To do so, you need to use the ApplicationId field inside the HttpStartStop struct to map a request to a particular application. StartTimestamp / StopTimestampStatusCode to distinguish good responses from the bad ones.

Metrics	Description
`request`	The number of good HTTP responses
`error`	The number of bad HTTP responses
`response times`	Application response time

You can retrieve more technical metrics by using certain buildpack internals (e.g., JMX integration, APM agents, etc.). To get business metrics, you can define them inside the application and then send to a metrics receiving system (e.g., a statsd daemon).

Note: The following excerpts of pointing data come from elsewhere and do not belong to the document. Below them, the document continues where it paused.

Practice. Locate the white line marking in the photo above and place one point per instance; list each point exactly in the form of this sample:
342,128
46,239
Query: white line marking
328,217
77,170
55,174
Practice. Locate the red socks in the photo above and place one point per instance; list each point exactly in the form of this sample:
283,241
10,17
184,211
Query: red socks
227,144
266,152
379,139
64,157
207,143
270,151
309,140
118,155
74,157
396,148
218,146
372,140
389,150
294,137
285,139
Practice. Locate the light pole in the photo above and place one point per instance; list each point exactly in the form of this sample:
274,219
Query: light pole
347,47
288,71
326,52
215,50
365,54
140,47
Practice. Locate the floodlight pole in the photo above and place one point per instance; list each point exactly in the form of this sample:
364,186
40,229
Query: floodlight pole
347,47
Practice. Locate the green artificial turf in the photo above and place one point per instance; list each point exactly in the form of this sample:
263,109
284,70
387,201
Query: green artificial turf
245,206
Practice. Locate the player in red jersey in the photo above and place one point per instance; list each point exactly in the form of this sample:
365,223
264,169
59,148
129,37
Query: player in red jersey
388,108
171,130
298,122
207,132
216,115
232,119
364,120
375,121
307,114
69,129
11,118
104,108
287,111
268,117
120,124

cloud-foundry-deployment-metrics-application-visualized

Application metrics visualized

Monitoring third-party services

Some services (e.g., RabbitMQ or Redis) stream metrics via Firehose, so all you need to start monitoring them is deploy a Firehose nozzle. With the services that do not send metrics to Firehose, things get a bit more complicated. You need to gather metrics on your own, know where to collect them from (e.g., IP+Port) and, probably, what the credentials are. Hopefully, there are lots of metric collectors featuring a predefined integration with a great number of services. Thus, you need to install the agent on the service and create a proper auto-configuration (e.g., based on a BOSH manifest file).

Similarly, you can monitor the Cloud Foundry components that do not stream metrics via Firehose (e.g., internal MySQL/PostgreSQL, HAProxy, or NGINX).

All the dashboards in the blog post were taken from Heartbeat—a monitoring tool containing all the mentioned metrics and many others.